Ниночка провожала его до прихожей. Когда он оделся и взялся за ручку двери, она остановила его:

— Доктор, отчего захворал мой сын?

Доктор поднял брови и пожал плечами:

— По всей вероятности, простуда.

— Вчера он сидел в саду на сырой земле больше часа и плакал; мог он захворать от этого?

— Разумеется, мог. — И прибавил: — Тревожиться особенно нечего: прежде всего нужен покой.

Доктор ушел. Ниночка заперла за ним дверь. И долго стояла в прихожей, — смотрела на улицу. Ночь была тёмная и туманная. Фонари расплывались в стёклах тусклыми пятнами, и мелкими искорками отражались в запотелых окнах.

…Сыро теперь на улице и земля холодная… Ранней весной всегда земля холодная…

У ней плечи вздрогнули, точно и их коснулась холодная сырость.

«Я себя обманываю, — не хочу думать о главном. Коля из-за меня простудился. Если он умрёт, я буду виновата».

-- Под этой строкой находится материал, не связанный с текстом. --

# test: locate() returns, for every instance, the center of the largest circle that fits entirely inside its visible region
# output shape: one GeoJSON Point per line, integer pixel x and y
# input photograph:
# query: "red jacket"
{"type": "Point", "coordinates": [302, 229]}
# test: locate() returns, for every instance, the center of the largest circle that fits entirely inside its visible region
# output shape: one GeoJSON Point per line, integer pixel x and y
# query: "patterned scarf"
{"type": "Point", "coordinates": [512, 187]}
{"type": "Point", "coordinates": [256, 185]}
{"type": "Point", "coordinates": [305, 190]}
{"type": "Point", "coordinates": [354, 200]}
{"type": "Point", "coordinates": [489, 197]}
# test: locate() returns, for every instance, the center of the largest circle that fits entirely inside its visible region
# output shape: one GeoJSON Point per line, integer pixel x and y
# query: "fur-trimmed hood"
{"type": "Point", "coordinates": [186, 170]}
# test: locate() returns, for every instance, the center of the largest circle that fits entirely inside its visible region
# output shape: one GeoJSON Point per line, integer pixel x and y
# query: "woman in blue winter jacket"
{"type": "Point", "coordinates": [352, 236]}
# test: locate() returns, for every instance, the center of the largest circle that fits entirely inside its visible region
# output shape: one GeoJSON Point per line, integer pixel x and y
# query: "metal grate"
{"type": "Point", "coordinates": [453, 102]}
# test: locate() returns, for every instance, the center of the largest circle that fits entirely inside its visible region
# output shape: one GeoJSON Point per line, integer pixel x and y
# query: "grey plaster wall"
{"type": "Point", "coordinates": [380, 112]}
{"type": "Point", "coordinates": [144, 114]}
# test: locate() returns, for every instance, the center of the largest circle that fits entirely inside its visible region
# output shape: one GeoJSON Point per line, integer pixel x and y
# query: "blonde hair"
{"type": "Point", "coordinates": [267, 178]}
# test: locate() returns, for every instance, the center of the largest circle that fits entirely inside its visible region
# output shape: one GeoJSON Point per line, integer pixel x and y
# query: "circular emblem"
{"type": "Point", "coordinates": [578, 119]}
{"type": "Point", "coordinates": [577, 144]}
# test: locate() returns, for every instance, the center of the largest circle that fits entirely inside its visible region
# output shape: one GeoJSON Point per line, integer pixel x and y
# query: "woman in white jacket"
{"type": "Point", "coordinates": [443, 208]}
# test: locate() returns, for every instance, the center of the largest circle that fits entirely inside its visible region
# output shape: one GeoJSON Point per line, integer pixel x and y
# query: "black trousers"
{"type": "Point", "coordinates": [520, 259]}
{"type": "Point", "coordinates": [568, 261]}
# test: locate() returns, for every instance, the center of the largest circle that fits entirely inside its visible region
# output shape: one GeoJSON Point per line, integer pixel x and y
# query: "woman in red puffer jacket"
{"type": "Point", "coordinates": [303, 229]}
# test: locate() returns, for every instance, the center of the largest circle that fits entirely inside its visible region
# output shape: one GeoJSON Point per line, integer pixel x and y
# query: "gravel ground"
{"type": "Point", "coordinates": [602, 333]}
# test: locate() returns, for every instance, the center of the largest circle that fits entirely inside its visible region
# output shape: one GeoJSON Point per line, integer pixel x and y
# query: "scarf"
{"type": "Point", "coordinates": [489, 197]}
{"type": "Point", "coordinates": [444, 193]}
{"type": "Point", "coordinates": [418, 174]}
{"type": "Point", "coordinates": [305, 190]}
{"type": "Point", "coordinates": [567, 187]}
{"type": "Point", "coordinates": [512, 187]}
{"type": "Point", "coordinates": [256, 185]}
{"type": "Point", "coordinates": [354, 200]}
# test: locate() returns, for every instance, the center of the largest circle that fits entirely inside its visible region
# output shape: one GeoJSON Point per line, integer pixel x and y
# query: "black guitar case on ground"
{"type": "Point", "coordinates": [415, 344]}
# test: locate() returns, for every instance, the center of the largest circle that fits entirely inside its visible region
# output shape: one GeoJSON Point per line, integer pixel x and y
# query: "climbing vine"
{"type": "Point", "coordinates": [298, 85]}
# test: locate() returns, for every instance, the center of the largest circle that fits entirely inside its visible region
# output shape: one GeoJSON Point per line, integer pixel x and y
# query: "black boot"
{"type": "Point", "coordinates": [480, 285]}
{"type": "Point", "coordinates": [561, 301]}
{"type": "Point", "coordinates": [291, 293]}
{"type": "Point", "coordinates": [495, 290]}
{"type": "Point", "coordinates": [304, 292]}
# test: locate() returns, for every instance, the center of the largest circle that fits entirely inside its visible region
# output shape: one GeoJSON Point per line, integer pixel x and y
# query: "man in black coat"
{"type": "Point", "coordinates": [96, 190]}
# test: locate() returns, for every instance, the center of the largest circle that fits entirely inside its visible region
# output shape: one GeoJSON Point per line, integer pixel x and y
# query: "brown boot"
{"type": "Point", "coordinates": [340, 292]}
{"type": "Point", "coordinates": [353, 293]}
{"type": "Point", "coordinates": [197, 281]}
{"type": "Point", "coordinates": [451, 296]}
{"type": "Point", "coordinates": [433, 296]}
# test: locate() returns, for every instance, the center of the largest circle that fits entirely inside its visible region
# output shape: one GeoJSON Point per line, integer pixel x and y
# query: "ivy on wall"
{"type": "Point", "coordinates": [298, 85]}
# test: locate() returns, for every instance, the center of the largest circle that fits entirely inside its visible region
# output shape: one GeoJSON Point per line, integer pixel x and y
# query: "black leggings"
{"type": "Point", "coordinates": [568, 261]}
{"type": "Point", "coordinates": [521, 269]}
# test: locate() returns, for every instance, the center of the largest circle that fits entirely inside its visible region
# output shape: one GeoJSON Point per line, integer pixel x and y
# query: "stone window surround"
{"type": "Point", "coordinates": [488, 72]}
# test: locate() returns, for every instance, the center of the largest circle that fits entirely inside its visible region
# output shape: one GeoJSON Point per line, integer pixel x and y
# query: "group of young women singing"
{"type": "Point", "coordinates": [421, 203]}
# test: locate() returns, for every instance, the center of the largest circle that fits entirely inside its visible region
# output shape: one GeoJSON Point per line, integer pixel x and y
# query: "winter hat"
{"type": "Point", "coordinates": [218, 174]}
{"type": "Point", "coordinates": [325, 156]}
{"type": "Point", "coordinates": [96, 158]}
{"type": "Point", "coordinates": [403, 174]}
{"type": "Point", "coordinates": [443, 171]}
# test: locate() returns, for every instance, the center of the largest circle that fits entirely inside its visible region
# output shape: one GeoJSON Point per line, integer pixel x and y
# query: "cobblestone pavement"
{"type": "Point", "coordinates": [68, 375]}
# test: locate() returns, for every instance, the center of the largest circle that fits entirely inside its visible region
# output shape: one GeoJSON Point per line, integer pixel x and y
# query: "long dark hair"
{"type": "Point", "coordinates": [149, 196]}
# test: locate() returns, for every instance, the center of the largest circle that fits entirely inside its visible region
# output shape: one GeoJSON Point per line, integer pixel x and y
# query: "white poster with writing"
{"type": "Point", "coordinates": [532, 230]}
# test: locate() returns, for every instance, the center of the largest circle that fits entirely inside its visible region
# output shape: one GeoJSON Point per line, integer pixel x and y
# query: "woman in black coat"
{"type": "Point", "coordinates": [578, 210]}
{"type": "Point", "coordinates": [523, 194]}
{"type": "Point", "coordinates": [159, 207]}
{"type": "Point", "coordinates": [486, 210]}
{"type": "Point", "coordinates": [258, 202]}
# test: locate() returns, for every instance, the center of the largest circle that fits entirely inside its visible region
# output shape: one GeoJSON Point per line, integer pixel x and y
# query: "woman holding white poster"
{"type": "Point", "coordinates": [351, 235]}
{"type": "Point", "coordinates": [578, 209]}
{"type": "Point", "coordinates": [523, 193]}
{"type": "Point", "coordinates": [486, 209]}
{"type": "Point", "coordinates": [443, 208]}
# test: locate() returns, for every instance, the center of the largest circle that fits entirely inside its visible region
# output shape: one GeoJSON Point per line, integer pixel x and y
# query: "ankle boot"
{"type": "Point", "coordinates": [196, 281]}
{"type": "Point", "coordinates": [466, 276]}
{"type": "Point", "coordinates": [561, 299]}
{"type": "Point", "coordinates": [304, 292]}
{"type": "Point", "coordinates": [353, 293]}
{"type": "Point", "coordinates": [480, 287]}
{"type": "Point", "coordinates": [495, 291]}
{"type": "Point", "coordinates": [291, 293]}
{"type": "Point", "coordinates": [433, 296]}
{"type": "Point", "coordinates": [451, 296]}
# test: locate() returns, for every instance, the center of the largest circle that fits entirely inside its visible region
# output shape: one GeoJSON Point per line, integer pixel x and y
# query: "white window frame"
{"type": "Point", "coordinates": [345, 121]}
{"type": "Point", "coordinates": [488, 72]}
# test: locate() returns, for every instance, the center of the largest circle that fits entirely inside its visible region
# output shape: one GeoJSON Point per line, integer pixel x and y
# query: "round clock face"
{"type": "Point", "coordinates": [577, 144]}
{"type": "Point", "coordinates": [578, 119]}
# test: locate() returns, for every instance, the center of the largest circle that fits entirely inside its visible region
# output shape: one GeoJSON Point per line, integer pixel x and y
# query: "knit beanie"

Ниночка мысленно отчеканивала каждое слово, точно гвозди в себя вбивала.

И сама удивлялась: совсем не больно! — Ну, я виновата, и пусть… Неужели до такой степени всё безразлично?

И не жалко, и не страшно. Только сильнее плечи вздрагивают от холода и неприятно смотреть на тусклую, сырую улицу.

Ниночка отходить от окна и медленно идет из прихожей.

«Я не могу ухаживать за ним — пусть бабушка. Это очень скверно, но я не могу».

Она доходит до своей комнаты. Поворачивается.

Идёт в детскую.

Коля спит. В углу горит лампада и в комнате мягкий, ровный свет. У изголовья, в кресле, сидит бабушка — дремлет.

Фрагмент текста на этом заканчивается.